RIP: Lord Granville
- New York Times
London - Lord Granville of Eye, the oldest member of the British Parliament, died in a London nursing home Saturday, two days after making a rare appearance in the House of Lords to celebrate his 100th birthday. Edgar Louis Granville, as he was then called, was taken as a teenager to Melbourne, where in 1915, during World War I, he decided to enlist in the Australian Light Horse Regiment rather than return home. He was the youngest and smallest of the Light Horsemen. When they would sing “And a little child shall lead them” on practice marches, he would go out in front. He soon found himself in one of the deadliest battles of the war, the Allied defeat at Gallipoli in Turkey, where he was wounded. But he recovered enough to take part in the column of cavalry that had success in Beersheba.
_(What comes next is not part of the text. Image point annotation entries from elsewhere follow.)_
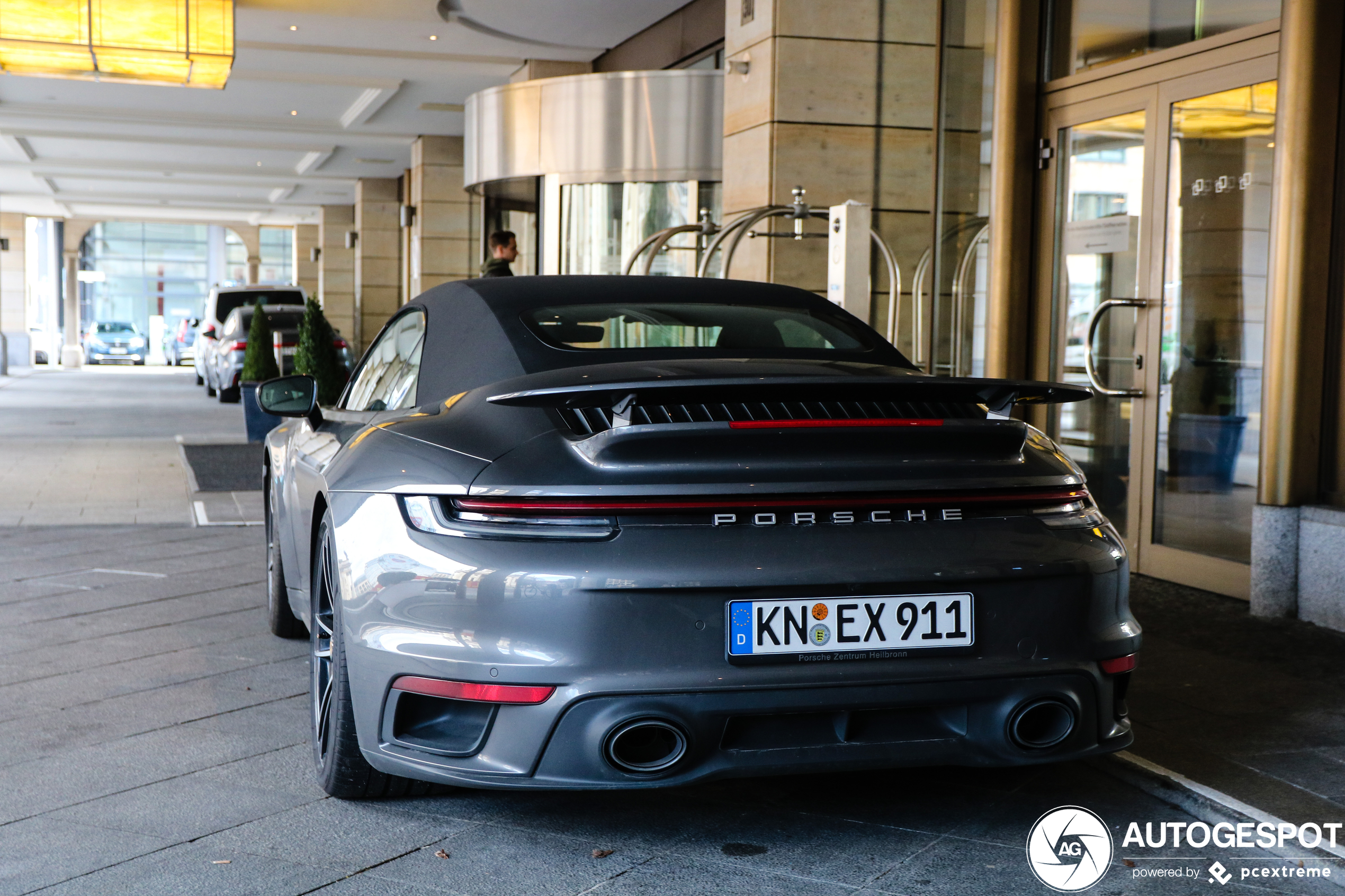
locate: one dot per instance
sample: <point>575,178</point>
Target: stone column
<point>443,246</point>
<point>377,256</point>
<point>863,131</point>
<point>337,270</point>
<point>250,236</point>
<point>306,270</point>
<point>14,298</point>
<point>71,354</point>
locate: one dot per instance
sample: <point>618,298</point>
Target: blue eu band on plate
<point>875,622</point>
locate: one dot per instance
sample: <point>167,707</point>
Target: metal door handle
<point>1090,366</point>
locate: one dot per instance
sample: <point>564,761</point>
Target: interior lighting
<point>156,42</point>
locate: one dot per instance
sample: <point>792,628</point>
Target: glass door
<point>1102,201</point>
<point>1215,250</point>
<point>1159,253</point>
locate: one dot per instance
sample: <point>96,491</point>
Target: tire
<point>280,618</point>
<point>342,769</point>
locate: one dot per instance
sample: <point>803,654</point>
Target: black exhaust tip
<point>1042,723</point>
<point>646,746</point>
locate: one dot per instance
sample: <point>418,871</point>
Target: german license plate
<point>877,627</point>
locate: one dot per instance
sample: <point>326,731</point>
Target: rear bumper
<point>767,732</point>
<point>635,629</point>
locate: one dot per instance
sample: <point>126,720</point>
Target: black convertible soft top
<point>475,333</point>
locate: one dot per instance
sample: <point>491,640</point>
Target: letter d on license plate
<point>885,624</point>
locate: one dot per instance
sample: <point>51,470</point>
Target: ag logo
<point>1070,849</point>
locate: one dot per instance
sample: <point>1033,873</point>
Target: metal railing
<point>741,228</point>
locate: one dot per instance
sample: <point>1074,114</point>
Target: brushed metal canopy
<point>599,128</point>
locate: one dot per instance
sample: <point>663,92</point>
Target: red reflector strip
<point>472,691</point>
<point>657,504</point>
<point>1118,665</point>
<point>809,425</point>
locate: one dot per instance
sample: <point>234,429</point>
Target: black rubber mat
<point>225,468</point>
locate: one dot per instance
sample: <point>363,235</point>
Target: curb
<point>1206,804</point>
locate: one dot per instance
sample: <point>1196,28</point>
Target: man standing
<point>504,248</point>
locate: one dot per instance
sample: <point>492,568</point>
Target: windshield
<point>676,325</point>
<point>226,303</point>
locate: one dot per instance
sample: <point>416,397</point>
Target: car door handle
<point>1090,365</point>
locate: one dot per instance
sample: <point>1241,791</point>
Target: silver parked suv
<point>218,304</point>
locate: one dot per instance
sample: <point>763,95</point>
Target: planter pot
<point>258,421</point>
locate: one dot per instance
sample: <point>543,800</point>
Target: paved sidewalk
<point>154,740</point>
<point>1251,707</point>
<point>97,446</point>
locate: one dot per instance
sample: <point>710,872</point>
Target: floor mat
<point>225,468</point>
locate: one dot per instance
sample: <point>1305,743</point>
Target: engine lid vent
<point>587,421</point>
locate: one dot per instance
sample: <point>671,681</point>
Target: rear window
<point>226,303</point>
<point>724,327</point>
<point>241,323</point>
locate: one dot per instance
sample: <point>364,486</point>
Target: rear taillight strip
<point>658,504</point>
<point>472,691</point>
<point>809,425</point>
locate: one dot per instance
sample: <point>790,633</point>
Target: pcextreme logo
<point>1070,849</point>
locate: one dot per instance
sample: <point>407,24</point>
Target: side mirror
<point>290,397</point>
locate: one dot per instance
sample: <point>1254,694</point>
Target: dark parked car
<point>624,532</point>
<point>116,341</point>
<point>226,359</point>
<point>220,301</point>
<point>225,366</point>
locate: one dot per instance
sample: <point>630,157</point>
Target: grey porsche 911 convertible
<point>600,532</point>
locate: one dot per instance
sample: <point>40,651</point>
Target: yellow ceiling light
<point>162,42</point>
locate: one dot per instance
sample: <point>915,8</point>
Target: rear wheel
<point>279,616</point>
<point>342,770</point>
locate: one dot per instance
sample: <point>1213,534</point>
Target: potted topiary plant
<point>258,367</point>
<point>317,354</point>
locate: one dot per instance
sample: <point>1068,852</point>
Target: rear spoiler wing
<point>997,395</point>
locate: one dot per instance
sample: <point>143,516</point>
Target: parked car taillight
<point>1080,513</point>
<point>434,515</point>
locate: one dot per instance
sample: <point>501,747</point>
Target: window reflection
<point>603,223</point>
<point>1097,33</point>
<point>1104,188</point>
<point>1216,253</point>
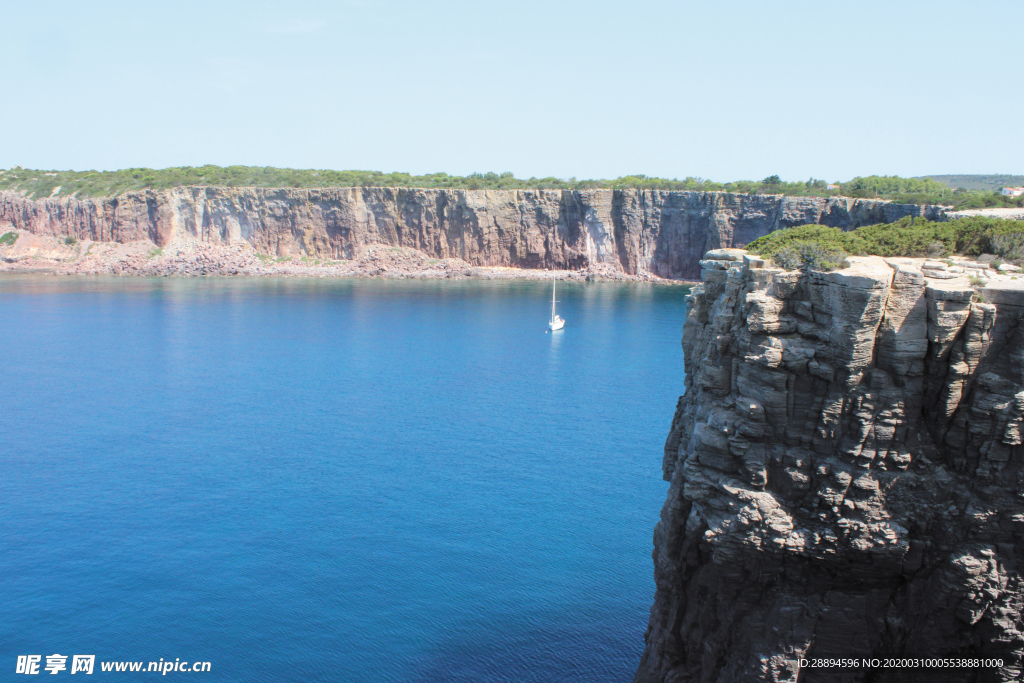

He entered Parliament in 1929 as a Liberal member of Commons representing the Suffolk community of Eye, and with the formation of a coalition national government two years later became a junior minister in the Home and Foreign Offices. He remained in the Commons until a defeat by a Conservative opponent in 1951, when he switched to the Labor Party and unsuccessfully ran in two more elections to regain his seat. He had become an engineering executive during his years in the House and often spoke on the floor on matters affecting small businesses. He was created Baron Granville of Eye, a life peer, by Prime Minister Harold Wilson in 1967. Remembering his cavalry service in the Imperial Australian Forces, he chose for the field of his coat of arms a bay horse and a kangaroo. Into his 80's, Lord Granville remained a four-day-a-week participant in Lords debates and eventually changed his party identification again, declaring himself and independent out of respect for Conservative Prime Minister Margaret Thatcher, whom he called the “finest” leader of the country since Winston Churchill.